The influence of sensitivity δ on the ASI curve is demonstrated as follows. Under the condition where ε = 0.005, we test various

N / N_{t o t a l}

values to assess their effect. In our actual experiments, we conduct tests on the first three benign datasets and the last three malicious datasets from the campus network dataset, and plots of the ASI curve within this range. The resulting shape of the ASI curve is shown in Figure 7. In addition to the visual representation of the ASI curve, we measured the corresponding ASI values, which are presented in Table 9.

In fact, when the ASI threshold is set to 0.55, the sensitivity δ does not significantly impact the final detection results. The role of sensitivity is mainly to determine whether the ASI values around the anomaly threshold provide a stronger reference value. Therefore, based on the comprehensive analysis, we select ε = 0.005 and δ = 0.001, and an ASI anomaly threshold of 0.55 for the subsequent experiments. This configuration ensures that the system can effectively detect anomalies while maintaining a balance between sensitivity and accuracy in distinguishing benign and malicious provenance graphs.

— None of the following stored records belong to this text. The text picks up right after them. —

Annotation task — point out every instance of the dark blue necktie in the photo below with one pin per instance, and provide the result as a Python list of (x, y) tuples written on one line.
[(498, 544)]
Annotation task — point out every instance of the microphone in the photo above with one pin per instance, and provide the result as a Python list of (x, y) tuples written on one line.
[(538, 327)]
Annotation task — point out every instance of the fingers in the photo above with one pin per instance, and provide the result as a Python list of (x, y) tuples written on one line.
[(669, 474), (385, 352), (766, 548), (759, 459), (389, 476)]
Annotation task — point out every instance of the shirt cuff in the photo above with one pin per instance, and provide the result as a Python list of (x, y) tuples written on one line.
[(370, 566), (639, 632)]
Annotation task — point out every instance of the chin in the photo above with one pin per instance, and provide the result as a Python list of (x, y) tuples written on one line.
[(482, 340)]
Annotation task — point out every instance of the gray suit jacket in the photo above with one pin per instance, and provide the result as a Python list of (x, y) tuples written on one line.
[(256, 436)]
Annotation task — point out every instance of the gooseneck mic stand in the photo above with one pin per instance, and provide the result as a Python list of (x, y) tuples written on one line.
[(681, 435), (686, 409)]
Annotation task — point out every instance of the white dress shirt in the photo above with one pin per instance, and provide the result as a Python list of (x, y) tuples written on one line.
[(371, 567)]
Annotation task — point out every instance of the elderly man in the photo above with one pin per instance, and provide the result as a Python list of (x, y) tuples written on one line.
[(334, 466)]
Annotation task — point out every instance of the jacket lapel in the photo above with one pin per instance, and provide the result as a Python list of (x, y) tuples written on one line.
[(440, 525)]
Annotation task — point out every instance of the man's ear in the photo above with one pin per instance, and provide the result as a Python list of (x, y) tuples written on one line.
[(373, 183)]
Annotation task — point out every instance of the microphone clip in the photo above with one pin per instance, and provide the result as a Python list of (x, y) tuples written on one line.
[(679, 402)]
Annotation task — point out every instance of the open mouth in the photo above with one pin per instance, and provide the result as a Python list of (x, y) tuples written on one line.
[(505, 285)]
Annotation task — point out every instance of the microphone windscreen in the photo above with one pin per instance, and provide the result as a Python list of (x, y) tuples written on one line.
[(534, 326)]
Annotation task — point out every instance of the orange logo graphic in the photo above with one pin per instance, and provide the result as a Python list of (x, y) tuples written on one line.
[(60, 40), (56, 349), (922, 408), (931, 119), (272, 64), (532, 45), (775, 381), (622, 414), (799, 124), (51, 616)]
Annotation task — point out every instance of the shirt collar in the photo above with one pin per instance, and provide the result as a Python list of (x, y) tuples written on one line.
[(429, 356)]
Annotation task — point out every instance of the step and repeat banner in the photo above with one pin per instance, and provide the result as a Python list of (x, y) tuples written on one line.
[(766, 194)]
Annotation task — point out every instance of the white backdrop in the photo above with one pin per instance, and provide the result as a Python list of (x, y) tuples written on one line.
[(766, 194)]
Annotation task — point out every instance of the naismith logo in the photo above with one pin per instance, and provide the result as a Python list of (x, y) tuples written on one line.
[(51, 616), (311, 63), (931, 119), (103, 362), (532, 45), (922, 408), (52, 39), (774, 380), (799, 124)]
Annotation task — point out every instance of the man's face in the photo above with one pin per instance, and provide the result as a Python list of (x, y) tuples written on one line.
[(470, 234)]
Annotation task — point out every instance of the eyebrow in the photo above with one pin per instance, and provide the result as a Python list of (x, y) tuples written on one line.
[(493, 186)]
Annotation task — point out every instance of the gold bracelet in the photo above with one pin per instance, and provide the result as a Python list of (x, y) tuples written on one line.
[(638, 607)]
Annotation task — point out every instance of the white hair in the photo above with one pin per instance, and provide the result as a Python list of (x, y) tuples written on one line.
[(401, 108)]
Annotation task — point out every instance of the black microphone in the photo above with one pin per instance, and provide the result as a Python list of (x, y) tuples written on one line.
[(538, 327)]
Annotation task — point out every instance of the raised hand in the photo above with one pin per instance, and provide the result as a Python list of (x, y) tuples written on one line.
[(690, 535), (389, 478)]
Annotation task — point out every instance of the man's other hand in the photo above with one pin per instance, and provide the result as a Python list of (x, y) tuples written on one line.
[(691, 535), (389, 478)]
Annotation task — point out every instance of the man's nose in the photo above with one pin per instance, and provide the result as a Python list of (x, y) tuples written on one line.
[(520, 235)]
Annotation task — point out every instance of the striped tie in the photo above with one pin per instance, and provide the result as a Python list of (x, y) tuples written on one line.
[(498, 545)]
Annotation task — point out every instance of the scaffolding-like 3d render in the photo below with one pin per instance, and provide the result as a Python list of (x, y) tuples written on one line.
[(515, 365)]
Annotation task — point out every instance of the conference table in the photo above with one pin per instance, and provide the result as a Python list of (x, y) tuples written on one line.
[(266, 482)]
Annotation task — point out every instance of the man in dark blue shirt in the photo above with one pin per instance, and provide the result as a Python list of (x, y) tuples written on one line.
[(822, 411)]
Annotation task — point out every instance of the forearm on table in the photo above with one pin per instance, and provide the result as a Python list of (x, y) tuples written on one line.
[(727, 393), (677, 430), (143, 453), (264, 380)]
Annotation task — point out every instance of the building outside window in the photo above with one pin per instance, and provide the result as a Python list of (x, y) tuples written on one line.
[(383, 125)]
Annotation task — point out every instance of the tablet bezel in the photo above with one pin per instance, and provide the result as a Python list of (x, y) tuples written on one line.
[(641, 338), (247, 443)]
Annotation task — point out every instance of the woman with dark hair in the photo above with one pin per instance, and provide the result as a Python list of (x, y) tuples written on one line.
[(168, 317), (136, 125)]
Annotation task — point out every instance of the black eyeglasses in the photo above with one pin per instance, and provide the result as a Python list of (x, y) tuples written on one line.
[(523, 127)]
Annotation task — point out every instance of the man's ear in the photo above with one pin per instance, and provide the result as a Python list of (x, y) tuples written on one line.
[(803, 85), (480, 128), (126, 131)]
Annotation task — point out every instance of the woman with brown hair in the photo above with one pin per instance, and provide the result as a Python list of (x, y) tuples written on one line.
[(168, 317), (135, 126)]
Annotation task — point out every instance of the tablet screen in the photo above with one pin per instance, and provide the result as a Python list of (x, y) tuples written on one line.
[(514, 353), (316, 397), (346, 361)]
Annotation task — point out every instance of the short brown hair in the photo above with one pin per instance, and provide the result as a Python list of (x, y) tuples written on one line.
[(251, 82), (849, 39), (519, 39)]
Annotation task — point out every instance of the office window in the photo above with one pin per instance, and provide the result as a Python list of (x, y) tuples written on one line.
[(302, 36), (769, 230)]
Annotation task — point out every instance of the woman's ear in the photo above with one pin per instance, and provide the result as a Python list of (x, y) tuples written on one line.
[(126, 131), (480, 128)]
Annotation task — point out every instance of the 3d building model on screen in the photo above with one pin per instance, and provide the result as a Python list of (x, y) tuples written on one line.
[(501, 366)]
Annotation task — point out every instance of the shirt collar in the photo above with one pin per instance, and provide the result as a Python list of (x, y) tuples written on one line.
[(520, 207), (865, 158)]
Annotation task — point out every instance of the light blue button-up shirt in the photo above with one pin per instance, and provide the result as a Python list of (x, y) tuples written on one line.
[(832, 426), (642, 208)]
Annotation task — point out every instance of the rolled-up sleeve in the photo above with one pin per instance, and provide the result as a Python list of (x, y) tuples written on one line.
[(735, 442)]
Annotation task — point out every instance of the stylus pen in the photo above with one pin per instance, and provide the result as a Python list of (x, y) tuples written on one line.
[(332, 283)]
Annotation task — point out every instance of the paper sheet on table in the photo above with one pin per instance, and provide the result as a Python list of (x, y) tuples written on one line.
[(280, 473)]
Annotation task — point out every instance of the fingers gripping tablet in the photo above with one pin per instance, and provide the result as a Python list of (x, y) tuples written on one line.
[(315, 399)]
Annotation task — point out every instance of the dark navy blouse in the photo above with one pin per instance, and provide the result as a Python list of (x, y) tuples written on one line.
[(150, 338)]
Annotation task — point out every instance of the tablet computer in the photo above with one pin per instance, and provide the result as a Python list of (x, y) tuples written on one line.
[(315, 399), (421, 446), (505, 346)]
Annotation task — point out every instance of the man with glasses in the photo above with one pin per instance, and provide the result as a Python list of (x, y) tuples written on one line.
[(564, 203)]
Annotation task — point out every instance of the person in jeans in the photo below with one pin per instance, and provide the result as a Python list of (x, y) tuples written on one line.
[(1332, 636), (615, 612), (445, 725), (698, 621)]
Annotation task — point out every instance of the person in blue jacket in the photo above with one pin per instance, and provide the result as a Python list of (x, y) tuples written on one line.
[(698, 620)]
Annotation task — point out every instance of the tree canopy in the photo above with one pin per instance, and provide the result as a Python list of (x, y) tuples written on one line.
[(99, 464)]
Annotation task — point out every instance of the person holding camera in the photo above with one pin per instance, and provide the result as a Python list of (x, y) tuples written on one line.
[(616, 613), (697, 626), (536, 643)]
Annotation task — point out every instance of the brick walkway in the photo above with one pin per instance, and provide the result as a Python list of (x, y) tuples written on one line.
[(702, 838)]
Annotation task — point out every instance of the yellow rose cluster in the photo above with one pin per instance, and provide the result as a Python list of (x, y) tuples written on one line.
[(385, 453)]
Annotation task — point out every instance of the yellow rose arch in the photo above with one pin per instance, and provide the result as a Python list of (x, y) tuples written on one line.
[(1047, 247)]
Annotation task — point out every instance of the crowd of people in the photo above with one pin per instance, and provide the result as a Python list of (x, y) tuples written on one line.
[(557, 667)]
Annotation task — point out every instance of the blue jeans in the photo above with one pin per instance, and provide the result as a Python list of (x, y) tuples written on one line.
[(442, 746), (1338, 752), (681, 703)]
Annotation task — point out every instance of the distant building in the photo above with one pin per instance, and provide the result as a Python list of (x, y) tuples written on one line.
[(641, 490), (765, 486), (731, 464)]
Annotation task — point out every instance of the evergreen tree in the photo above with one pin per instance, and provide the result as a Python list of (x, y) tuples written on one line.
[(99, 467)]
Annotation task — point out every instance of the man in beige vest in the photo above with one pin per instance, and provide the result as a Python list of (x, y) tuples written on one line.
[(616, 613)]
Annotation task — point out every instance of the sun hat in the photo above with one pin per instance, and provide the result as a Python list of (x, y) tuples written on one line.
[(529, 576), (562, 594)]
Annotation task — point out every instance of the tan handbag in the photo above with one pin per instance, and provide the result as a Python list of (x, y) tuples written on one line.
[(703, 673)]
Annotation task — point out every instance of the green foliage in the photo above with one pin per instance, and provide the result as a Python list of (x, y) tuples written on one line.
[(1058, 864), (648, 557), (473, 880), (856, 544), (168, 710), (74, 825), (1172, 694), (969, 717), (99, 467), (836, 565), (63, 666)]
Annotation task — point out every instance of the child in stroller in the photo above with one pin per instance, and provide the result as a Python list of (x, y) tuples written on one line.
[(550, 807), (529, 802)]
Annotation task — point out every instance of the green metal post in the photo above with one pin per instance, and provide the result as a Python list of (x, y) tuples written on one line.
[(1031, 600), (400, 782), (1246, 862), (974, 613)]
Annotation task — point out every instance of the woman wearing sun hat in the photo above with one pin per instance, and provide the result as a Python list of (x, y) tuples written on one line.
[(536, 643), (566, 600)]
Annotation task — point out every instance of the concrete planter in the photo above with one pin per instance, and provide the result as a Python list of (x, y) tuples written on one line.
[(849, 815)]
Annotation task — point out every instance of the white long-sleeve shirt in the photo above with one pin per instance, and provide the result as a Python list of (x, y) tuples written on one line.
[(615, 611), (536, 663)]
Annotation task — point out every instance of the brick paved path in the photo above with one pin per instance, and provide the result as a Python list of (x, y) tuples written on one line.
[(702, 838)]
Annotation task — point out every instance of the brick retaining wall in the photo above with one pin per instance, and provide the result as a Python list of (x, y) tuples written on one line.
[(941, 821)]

4.2.3. Sylph vs. Other APT Detection Methods

We test the accuracy and precision of four detection methods across four datasets, with the results shown in Figure 8. From the figure, it is evident that Sylph performs well on all four datasets, achieving accuracy rates of 0.98, 0.91, 0.79, and 0.94. The reasons for this performance, analyzed in conjunction with the datasets, are as follows:

StreamSpot Dataset: As shown in Table 5, the average number of nodes between malicious and benign samples is quite similar; however, the average number of edges in the malicious provenance graphs is significantly lower. This structural difference between malicious and benign provenance graphs is notable. Except for ProvDetector, all detection tools show good results. Sylph is able to embed the semantic attributes of malicious provenance graphs into its model, achieving detection performance similar to Unicorn. However, while Unicorn analyzes the entire provenance graph—which incurs high computational overhead—Sylph efficiently partitions the graph into subgraphs.
Unicorn Dataset: In this dataset, attackers possess prior knowledge of the system, resulting in more stealthy behaviors compared to other datasets. In most attack graphs, the number of malicious nodes in the Unicorn dataset is fewer than ten, and the number of nodes and edges is similar to that of benign graphs. Sylph addresses this by utilizing time forgetting rates to partition the provenance graph into subgraphs, increasing the number of subgraphs that contain malicious nodes and thereby balancing the dataset, which leads to effective detection. Additionally, StreamSpot struggles with provenance graphs that contain too many edges, making it ineffective for the Unicorn dataset. In contrast, Sylph divides the provenance graph into smaller subgraphs, ensuring that even with many edges, the increase in detection time remains linear.
Campus Network Dataset: The number of nodes and edges in the benign and malicious provenance graphs lies between those of the StreamSpot and Unicorn datasets. Since we introduced attacks that were not encountered in StreamSpot and Unicorn, the detection performance of those methods was lower. However, Sylph’s capability to detect previously unknown APT attacks resulted in the best detection outcomes in this case.

To further evaluate the performance of Sylph, we calculated its False Positive Rate (FPR) across four datasets and compared it with three state-of-the-art APT detection systems: StreamSpot, Unicorn, and ProvDetector. The results are summarized in Table 10.

As shown in the table, Sylph achieves consistently low FPRs across most datasets. In particular, it achieves a 0.44% FPR on the StreamSpot dataset, which is comparable to Unicorn (0.24%) and significantly lower than StreamSpot’s own baseline (6.92%) and ProvDetector (4.92%). On the Unicorn SC-2 and Campus Network datasets, Sylph also shows improved performance with FPRs of 4.67% and 8.47%, respectively—lower than Unicorn’s 16.65% and 10.88%, and considerably better than ProvDetector’s 6.75% and 57.88%. These results demonstrate that Sylph not only maintains high detection accuracy but also effectively reduces false alarms, making it a more practical and analyst-friendly solution for real-world APT detection scenarios.

4.2.4. Sylph Efficiency Analysis

The time required for our method to process each network event is a critical metric for evaluating efficiency. Processing speed determines the number of events handled within a given timeframe and directly impacts detection sensitivity. During system operation, resource usage remains negligible when idle, but significant resource consumption occurs during model training.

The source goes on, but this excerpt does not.